Toad-headed bark plains (Bothrocophias) live in remote and hard-to-reach spaces of the South American rainforest, such as the Chocó rainforest in Ecuador, the western lowlands of the Amazon rainforest, the Pacific highlands, and the eastern slopes of the Andes. These venomous snakes are among the most enigmatic and least known South American vipers,” says Juan Pablo Hurtado-Gómez, the newest researcher and PhD student on the study. student. student at the Senckenberg Natural History Collections in Dresden.

“The lack of Bothrocophias in clinical collections, as well as the tendency to confuse species of this genus with the more common and widespread members of American vipers (Bothrops), have a particularly confusing taxonomic assessment of this group. “

However, Hurtado-Gómez, together with Colombian colleagues, managed to identify two new species within the genus Bothrocophias. The snakes are local to the highlands of the Colombian Andes and in the past were with the species and genetic analysis, the team has now decided that they constitute two species unknown in the past: Bothrocophias myrringae sp. nov. , and Bothrocophias tulitoi sp. nov.

“The new species differ in a number of external characteristics, such as the arrangement and number of their scales or the color tendency of the body and tail,” adds the Colombian scientist, who works in Dresden.

The two new species were named after Tulio Angarita and Myriam Sierra, who were instrumental in creating a fashionable educational style that is now worn by everyone in Colombia. They are also the parents of the study’s first author, Teddy Angarita Sierra. .

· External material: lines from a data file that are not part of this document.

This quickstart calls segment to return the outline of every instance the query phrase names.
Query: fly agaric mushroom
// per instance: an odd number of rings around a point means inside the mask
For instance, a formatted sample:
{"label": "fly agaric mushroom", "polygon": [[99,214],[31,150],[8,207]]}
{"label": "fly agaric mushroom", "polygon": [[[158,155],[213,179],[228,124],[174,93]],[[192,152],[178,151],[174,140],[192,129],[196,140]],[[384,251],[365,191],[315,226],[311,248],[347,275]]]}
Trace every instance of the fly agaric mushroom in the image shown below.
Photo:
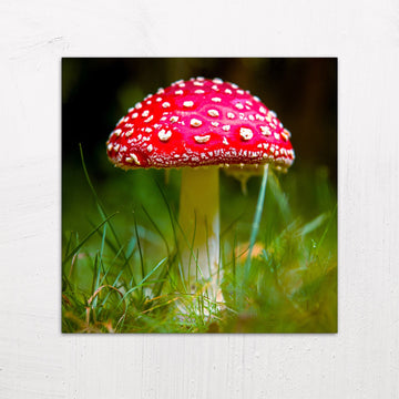
{"label": "fly agaric mushroom", "polygon": [[[276,113],[248,91],[221,79],[177,81],[129,110],[106,143],[110,160],[124,170],[182,168],[180,226],[191,286],[209,282],[219,294],[218,168],[256,168],[294,162],[290,133]],[[192,246],[192,247],[191,247]]]}

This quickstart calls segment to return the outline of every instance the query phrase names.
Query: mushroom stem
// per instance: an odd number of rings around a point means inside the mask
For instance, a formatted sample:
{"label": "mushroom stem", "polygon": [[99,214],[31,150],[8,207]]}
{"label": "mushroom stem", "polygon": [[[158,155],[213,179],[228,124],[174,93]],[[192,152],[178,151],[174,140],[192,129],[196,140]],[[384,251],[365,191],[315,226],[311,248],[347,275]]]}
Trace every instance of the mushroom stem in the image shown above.
{"label": "mushroom stem", "polygon": [[188,290],[206,285],[211,299],[219,296],[219,177],[218,167],[184,167],[178,223],[181,255]]}

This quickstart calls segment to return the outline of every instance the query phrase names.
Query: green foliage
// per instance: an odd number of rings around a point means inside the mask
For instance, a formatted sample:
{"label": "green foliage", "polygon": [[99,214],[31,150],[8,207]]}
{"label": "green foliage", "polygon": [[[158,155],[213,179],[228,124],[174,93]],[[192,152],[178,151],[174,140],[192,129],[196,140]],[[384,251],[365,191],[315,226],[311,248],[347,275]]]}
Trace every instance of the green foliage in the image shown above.
{"label": "green foliage", "polygon": [[63,182],[62,331],[337,331],[337,201],[326,170],[269,171],[256,226],[260,180],[245,196],[222,175],[224,306],[182,279],[178,172],[168,184],[160,171],[112,172],[115,181],[93,184],[83,161],[80,177]]}

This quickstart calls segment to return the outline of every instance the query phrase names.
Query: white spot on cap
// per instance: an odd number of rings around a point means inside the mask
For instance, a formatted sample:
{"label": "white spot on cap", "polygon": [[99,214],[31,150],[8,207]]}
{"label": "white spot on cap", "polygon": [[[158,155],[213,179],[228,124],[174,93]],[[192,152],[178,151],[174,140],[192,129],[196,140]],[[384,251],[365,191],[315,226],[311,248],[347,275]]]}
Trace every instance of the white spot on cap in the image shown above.
{"label": "white spot on cap", "polygon": [[198,127],[202,125],[202,122],[195,117],[193,117],[191,121],[190,121],[190,124],[193,126],[193,127]]}
{"label": "white spot on cap", "polygon": [[217,117],[219,115],[219,113],[216,110],[208,110],[208,115],[213,116],[213,117]]}
{"label": "white spot on cap", "polygon": [[158,132],[158,137],[161,141],[168,141],[172,137],[172,131],[165,131],[164,129]]}
{"label": "white spot on cap", "polygon": [[253,137],[254,133],[253,133],[252,130],[248,129],[248,127],[241,127],[241,129],[239,129],[239,135],[241,135],[245,141],[247,141],[247,140],[250,140],[250,139]]}
{"label": "white spot on cap", "polygon": [[269,126],[260,126],[260,131],[263,135],[270,135],[272,131],[269,129]]}
{"label": "white spot on cap", "polygon": [[209,139],[211,139],[211,134],[207,134],[207,135],[204,135],[204,136],[200,136],[200,135],[194,136],[194,140],[197,143],[206,143],[206,142],[209,141]]}

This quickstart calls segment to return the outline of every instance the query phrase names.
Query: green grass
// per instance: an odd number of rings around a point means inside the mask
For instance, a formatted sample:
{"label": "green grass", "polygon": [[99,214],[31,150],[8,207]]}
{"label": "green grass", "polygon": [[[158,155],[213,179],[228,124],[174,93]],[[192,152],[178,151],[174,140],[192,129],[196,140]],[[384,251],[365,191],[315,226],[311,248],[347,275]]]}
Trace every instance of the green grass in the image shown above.
{"label": "green grass", "polygon": [[221,172],[223,307],[182,280],[177,171],[168,184],[162,171],[111,167],[112,181],[92,183],[84,162],[71,173],[63,332],[337,331],[337,203],[326,170],[269,171],[267,188],[253,177],[248,195]]}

The discovery became imaginable through Colombia’s National Institute of Health (INS), which has made a major effort over the past decade to assemble collections of venomous snakes, adding the newly studied Bothrocophias material. The goal of the initiative is to expand antidotes for the remedy of severe snakebite poisoning.

All species of the genus Bothrocophias studied by Hurtado-Gómez and his team are poisonous. Limited knowledge about the effects of venom in humans ranges from mild presentations with short-term pain and mild inflammation to severe poisonings and remote deaths.

Professor Uwe Fritz, a reptile expert from Senckenberg, explains: “Clarifying the taxonomy of toad-headed vipers has vital implications for the treatment of venomous snakebites in Andean countries. Unfortunately, such injuries are rarely fatal. The first step to treating snakebites well is to identify the snake that caused the poisoning, which facilitates the subsequent preparation and handling of the appropriate antiserum, that is, antivenom.